Being a teenager certainly isn’t an easy time. With all the physical and emotional changes taking place, it’s no wonder friendships can get tricky. No matter how much you want to protect your child from conflict, it’s inevitable there are going to be disputes with peers at some point. Equipping your teen with the right set of life skills to help manage conflict effectively will help them have more fulfilling friendships, be a good friend and enjoy better social experiences, both inside and outside of school. Here’s some ways you can start teaching these beneficial conflict resolution skills today.
Help Teens Learn To Manage Strong Emotions
Even though teenagers have the right to feel strong emotions such as anger and frustration, it’s important they learn that shouting, being intimidating or physically hurting someone doesn’t help resolve conflict and is hurtful behaviour.

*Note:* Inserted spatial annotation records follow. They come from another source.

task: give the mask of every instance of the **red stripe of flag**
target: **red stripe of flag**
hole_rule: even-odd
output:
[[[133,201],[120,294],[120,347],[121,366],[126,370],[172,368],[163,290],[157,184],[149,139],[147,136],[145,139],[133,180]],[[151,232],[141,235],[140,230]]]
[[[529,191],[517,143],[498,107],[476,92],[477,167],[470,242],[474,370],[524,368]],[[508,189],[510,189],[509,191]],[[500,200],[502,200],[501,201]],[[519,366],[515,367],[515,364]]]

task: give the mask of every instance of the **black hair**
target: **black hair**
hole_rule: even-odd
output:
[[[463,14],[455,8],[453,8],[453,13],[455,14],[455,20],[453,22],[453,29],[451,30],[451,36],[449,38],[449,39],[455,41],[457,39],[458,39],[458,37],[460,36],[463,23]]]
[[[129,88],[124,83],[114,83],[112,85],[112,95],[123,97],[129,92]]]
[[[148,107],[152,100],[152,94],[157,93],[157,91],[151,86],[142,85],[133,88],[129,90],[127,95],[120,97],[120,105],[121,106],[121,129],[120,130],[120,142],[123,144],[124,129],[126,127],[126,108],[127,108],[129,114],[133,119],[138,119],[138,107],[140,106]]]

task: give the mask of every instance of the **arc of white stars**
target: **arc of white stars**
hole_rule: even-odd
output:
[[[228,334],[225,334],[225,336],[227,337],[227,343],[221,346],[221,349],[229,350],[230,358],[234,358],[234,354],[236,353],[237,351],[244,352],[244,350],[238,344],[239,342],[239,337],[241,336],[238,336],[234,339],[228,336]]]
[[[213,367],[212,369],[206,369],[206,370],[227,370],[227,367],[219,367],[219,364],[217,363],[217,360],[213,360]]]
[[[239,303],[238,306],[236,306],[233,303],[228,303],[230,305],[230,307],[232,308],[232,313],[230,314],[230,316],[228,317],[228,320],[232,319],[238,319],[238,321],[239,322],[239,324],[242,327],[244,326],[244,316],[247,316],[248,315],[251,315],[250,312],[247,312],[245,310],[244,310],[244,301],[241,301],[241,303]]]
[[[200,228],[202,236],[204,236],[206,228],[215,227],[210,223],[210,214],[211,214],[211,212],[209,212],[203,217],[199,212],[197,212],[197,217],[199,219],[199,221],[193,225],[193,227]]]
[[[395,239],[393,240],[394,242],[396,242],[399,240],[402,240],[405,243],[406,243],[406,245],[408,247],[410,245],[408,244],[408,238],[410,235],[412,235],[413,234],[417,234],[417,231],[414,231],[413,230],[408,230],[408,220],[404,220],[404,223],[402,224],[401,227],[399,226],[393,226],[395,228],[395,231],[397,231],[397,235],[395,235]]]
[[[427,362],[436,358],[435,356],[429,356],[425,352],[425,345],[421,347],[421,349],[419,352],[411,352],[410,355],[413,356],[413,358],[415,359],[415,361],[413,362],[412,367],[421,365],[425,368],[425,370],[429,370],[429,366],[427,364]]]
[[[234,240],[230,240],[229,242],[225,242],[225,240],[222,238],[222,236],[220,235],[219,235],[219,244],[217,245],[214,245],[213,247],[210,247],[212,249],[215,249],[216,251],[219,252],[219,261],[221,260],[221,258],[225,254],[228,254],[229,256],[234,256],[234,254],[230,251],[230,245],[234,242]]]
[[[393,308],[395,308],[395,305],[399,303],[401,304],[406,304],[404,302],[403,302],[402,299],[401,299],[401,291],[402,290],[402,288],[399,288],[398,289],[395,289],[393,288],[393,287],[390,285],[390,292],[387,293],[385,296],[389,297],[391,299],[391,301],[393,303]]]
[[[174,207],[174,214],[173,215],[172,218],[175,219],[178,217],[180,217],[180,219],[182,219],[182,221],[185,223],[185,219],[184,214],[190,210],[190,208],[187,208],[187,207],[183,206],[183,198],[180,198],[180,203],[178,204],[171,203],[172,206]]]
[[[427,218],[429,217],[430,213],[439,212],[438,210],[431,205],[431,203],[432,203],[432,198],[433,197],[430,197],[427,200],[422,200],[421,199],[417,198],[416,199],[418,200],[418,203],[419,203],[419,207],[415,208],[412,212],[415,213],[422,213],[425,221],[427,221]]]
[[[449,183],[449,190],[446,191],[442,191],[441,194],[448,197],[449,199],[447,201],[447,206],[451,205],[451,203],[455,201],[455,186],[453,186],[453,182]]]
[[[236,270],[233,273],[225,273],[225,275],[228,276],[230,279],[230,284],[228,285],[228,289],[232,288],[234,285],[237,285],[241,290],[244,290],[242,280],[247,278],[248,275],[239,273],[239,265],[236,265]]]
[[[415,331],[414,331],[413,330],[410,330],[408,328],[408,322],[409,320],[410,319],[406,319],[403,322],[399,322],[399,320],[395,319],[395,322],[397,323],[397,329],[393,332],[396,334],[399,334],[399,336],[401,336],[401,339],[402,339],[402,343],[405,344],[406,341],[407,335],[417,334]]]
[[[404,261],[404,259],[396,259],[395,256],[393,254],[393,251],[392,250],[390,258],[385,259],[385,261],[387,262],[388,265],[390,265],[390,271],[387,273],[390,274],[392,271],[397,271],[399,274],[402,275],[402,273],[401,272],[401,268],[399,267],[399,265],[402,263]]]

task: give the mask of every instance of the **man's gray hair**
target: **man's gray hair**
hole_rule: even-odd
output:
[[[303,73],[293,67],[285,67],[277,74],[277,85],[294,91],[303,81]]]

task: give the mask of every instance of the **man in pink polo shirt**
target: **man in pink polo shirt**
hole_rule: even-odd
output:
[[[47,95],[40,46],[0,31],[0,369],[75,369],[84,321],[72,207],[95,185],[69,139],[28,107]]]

Instead discuss some simple strategies for your teen to stay calm when these types of feelings arise. This can be as simple as taking a deep breath, counting to ten or just stopping and taking a step back from the situation to cool off. Even though these techniques seem simplistic, they are extremely effective in diffusing strong emotions such as anger, which is an important part of effective conflict resolution.
Talk and Listen Often
Helping your teen to recognise the value of using words and speaking in a certain way to help resolve conflict between friends is invaluable. Start by working together to develop an easy phrase they can say to a friend to help try and dissolve an argument or disagreement. For example, “Let’s talk about this and find a way to work together” doesn’t assign blame and shows your willingness to find a solution together. Practice having this conversation with your teen, as it will help them learn to say how they really feel, explain in a calm manner what they want to happen. It’s also great practice to spend regular quality time with your teen talking and listening to each other. Being a good listener is essential when it comes to conflict resolution, especially as arguments between teenagers are usually emotionally charged, meaning it’s difficult for them to even listen to one another.
Practice Problem Solving Together
Practicing problem solving with your teen will have huge benefits, especially when it comes to resolving arguments and disagreements with peers. Spend time chatting through different scenarios or even situations they’ve experienced and ask them to brainstorm some potential solutions, with the aim to try and make everyone involved happy. Make sure they remember that everyone has the right to be heard and there isn’t a ‘right’ way of solving the problem – it’s crucial they can find a solution together as a team.
Talking often with your teens about the benefits of being kind, fair and sharing with others is crucial, especially as these skills will carry across into their adult life. As parents you can also encourage kindness by verbally rewarding them for positive examples of this behaviour, and setting a good example yourself. Having a fair and kind attitude will mean they have much more understanding and empathy when it comes to their friendships, and if there ever is conflict they should be able to approach the situation calmly and see both sides of the story.